Waspada ‘Silent Killer’, Ini 3 Kebiasaan Sederhana untuk Jinakkan Hipertensi

Ari Arief • Rabu, 8 Juli 2026 | 20:02 WIB
Ilustrasi sedang mengukur tensi darah.(getty images)
Ilustrasi sedang mengukur tensi darah.(getty images)

 

KALTIMPOST.ID,JAKARTA-Tekanan darah tinggi atau hipertensi masih menjadi ancaman serius bagi kesehatan masyarakat. Dijuluki sebagai silent killer, kondisi ini kerap merayap tanpa gejala, namun berpotensi memicu komplikasi fatal seperti stroke, penyakit jantung, hingga gagal ginjal dalam jangka panjang.

Meski berisiko tinggi, pencegahan hipertensi sebenarnya bisa dimulai dari langkah sederhana.
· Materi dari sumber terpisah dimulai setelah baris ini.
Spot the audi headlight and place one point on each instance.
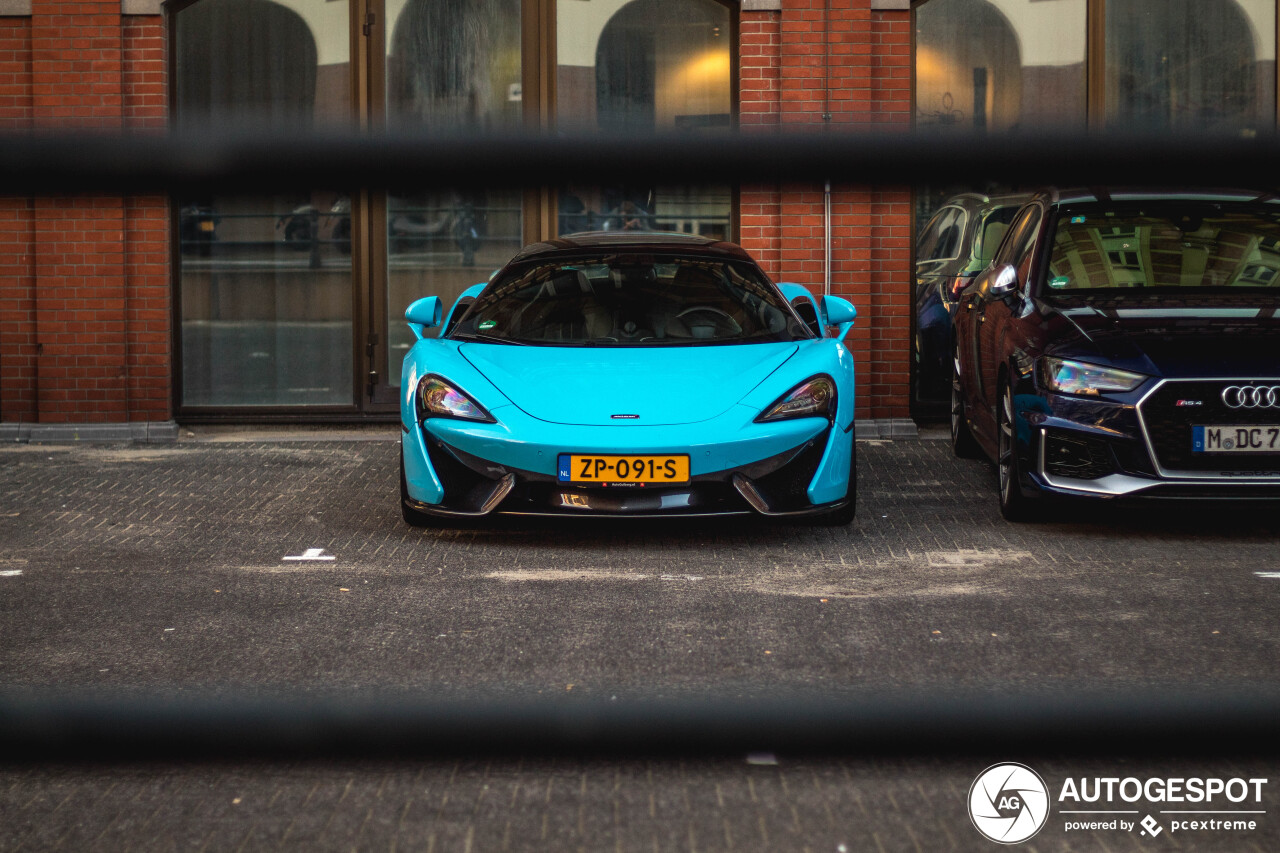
(1069, 377)
(438, 398)
(814, 397)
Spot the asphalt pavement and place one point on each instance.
(242, 562)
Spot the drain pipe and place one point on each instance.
(826, 238)
(826, 122)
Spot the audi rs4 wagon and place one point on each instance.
(629, 374)
(1125, 345)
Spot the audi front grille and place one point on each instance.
(1178, 405)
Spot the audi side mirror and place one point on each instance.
(1004, 282)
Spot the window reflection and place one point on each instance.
(1197, 64)
(997, 65)
(264, 282)
(451, 65)
(639, 67)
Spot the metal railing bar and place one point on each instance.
(259, 163)
(77, 726)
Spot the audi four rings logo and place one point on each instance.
(1252, 396)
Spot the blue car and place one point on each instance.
(629, 375)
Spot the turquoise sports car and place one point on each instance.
(629, 374)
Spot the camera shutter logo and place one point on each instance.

Selain rutin berjalan kaki untuk melatih kelenturan pembuluh darah, pengaturan gaya hidup sehari-hari memegang peran krusial dalam mengontrol tekanan darah.

Dikutip dari laman EatingWell, berikut adalah tiga kebiasaan utama selain olahraga yang efektif menurunkan risiko hipertensi:

1. Batasi Garam, Terapkan Diet DASH

Pengurangan asupan natrium (garam) terbukti secara signifikan menurunkan tekanan darah, terutama pada kelompok paruh baya hingga lansia. Natrium berlebih diketahui mengikat air di dalam tubuh, sehingga memberikan tekanan ekstra pada dinding pembuluh darah.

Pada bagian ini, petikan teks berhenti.